Dogs are known for their strong sniffers that are estimated to be at least 10,000 times more powerful than human noses. Those powerful canine snouts may come in handy to help control the COVID-19 pandemic.
A new study out of France found that dogs were able to detect the presence of the virus with 97% accuracy, better than many rapid lateral flow tests. The research was conducted in March and April by the National Veterinary School of Alfort and the clinical research unit at Paris’ Necker-Cochin hospital.
Professor Jean-Marc Tréluyer told French news agency AFP, “These are excellent results. But the test with dogs is not meant to replace [polymerase chain reaction tests], but rather to target people who would benefit from virological screening and to facilitate mass screening because of the rapid response of dogs.”
The study included 335 people, 109 of whom tested positive through a PCR rest.
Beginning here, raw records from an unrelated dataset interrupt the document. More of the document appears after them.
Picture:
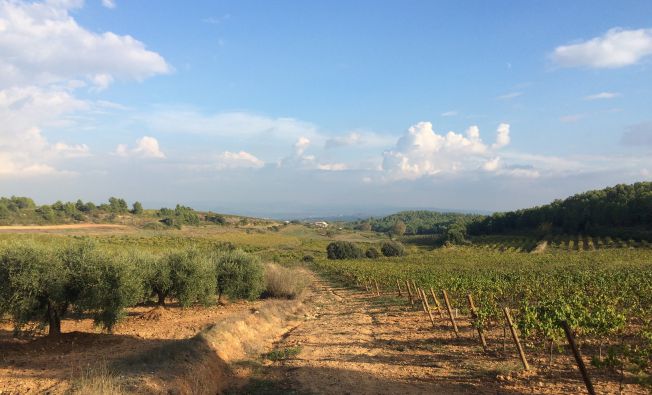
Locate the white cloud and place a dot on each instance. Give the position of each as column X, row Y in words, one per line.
column 332, row 166
column 359, row 138
column 509, row 96
column 108, row 4
column 44, row 57
column 301, row 145
column 240, row 124
column 146, row 147
column 41, row 43
column 571, row 118
column 242, row 159
column 423, row 152
column 502, row 136
column 71, row 151
column 616, row 48
column 492, row 164
column 602, row 96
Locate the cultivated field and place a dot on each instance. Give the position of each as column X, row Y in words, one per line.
column 344, row 335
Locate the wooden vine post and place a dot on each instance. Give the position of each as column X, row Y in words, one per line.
column 517, row 342
column 578, row 358
column 407, row 283
column 474, row 316
column 450, row 313
column 425, row 301
column 437, row 304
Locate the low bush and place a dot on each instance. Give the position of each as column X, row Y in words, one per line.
column 192, row 276
column 392, row 248
column 282, row 282
column 372, row 253
column 343, row 250
column 239, row 275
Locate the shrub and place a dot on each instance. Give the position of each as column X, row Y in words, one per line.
column 239, row 275
column 43, row 284
column 192, row 276
column 33, row 286
column 392, row 248
column 282, row 282
column 343, row 250
column 157, row 276
column 372, row 253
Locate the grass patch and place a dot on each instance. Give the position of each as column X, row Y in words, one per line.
column 97, row 380
column 281, row 354
column 283, row 282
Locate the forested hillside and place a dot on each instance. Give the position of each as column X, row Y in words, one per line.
column 415, row 222
column 24, row 211
column 619, row 208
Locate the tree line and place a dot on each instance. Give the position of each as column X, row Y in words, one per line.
column 43, row 284
column 415, row 222
column 621, row 208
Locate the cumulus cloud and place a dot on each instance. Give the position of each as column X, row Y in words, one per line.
column 423, row 152
column 71, row 151
column 492, row 164
column 41, row 43
column 638, row 135
column 602, row 96
column 359, row 138
column 24, row 112
column 241, row 124
column 146, row 147
column 242, row 159
column 509, row 96
column 332, row 166
column 571, row 118
column 301, row 145
column 502, row 136
column 616, row 48
column 44, row 57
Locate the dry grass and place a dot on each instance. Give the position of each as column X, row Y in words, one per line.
column 97, row 380
column 282, row 282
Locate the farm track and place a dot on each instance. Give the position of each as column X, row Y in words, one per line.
column 356, row 343
column 359, row 344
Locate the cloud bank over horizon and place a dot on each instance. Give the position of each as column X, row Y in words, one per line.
column 83, row 116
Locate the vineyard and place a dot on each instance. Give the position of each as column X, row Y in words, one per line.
column 605, row 297
column 556, row 243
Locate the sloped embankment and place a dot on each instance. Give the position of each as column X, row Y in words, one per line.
column 200, row 365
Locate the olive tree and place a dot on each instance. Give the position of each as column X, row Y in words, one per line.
column 239, row 275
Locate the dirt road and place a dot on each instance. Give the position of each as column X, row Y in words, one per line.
column 356, row 343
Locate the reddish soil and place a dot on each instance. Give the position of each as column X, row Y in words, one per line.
column 41, row 364
column 360, row 344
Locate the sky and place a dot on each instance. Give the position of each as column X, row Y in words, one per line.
column 292, row 108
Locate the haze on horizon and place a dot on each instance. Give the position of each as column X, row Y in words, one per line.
column 331, row 108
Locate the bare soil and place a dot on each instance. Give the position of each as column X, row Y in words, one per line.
column 40, row 364
column 336, row 341
column 56, row 228
column 356, row 343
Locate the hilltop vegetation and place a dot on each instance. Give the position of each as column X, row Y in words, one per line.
column 419, row 222
column 623, row 211
column 17, row 210
column 614, row 210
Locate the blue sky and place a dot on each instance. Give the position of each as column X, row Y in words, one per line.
column 324, row 107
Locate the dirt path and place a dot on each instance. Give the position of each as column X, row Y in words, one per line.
column 356, row 343
column 360, row 344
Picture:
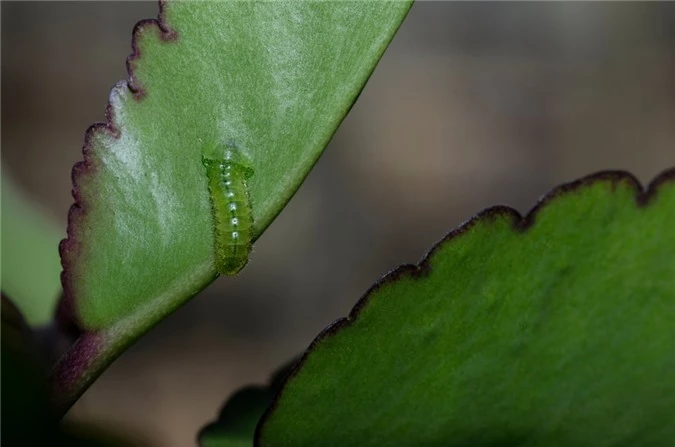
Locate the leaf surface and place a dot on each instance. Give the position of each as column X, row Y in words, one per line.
column 551, row 330
column 274, row 79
When they went in for their tests, researchers had them place compresses in their armpits for two minutes and then put the compresses in jars. At least two different dogs who had not interacted with the participants smelled each sample.
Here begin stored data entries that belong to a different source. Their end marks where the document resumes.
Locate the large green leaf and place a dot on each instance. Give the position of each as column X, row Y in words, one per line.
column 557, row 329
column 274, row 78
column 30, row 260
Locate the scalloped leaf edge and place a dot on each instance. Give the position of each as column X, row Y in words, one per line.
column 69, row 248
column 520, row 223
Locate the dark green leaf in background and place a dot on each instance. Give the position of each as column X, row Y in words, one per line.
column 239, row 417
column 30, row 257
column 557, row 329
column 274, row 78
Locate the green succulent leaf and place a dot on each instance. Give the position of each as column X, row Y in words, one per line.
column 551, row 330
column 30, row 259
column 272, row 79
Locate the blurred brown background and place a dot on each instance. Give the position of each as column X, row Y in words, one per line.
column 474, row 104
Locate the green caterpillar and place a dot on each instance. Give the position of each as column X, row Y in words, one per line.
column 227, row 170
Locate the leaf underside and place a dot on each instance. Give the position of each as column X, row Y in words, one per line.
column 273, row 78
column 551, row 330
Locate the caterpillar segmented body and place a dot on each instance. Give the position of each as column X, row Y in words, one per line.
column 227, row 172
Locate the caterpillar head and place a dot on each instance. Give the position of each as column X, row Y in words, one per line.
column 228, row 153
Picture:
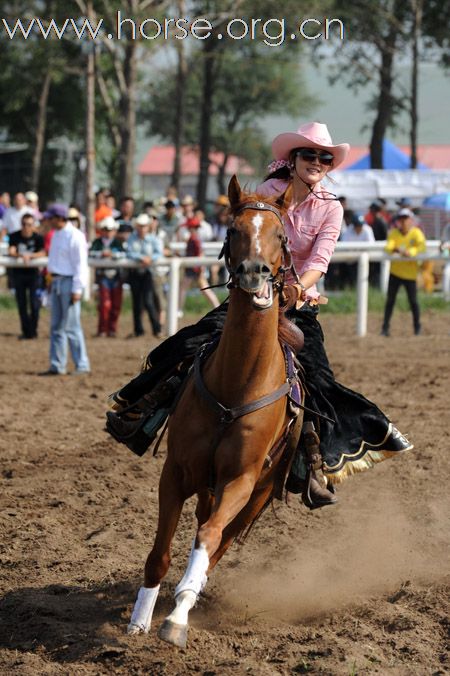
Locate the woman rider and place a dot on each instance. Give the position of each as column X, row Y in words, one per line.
column 354, row 434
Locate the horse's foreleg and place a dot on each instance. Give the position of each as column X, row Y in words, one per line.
column 231, row 497
column 171, row 502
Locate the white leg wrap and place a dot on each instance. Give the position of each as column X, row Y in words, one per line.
column 141, row 616
column 195, row 578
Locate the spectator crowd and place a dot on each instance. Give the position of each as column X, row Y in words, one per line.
column 122, row 232
column 144, row 235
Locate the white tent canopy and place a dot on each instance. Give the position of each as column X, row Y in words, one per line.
column 364, row 186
The dogs were able to detect the virus in 97% of the positive cases, while correctly identifying 91% of the negative cases. For comparison, a recent study of 64 lateral flow tests found that LFTs correctly identified 72% of positive cases with symptoms and 58% of cases without symptoms.
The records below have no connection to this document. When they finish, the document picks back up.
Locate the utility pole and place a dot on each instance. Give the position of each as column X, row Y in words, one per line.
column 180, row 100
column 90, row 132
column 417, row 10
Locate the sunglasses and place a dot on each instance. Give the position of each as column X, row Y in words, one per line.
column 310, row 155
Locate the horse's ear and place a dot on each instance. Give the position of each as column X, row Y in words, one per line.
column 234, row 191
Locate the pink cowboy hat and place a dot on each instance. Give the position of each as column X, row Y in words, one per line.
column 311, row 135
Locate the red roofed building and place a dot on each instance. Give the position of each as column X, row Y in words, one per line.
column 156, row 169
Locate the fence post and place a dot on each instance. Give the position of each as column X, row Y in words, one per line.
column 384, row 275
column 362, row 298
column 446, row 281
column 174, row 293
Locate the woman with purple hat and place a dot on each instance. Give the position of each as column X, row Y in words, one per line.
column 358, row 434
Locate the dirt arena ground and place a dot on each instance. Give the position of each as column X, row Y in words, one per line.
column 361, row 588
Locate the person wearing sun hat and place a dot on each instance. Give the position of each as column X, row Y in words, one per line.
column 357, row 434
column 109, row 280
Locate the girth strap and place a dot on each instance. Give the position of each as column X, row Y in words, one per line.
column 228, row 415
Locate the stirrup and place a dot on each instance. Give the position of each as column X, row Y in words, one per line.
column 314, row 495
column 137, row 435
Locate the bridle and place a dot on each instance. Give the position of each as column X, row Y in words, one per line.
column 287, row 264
Similar tests of COVID detection through dogs were performed earlier this year in Beirut and Paris. Of the six dogs who were trained to sniff out the virus, their accuracy ranged from 76 to 100% across dozens of trials. In fact, two of the dogs kept marking the samples of two negative tests. When these patients were retested, they were both found to be positive.
The findings may be useful in settings like airports or other areas where tests faster than PCRs are needed. However, they won’t be a primary testing method any time soon.
The study noted, “Even if trained dogs are able to correctly discriminate symptomatic COVID-19 positive individuals from asymptomatic negative ones, they should not be considered a perfect diagnostic test — but rather a complementary tool.”
Health experts note that larger studies are needed to further test the dogs’ accuracy.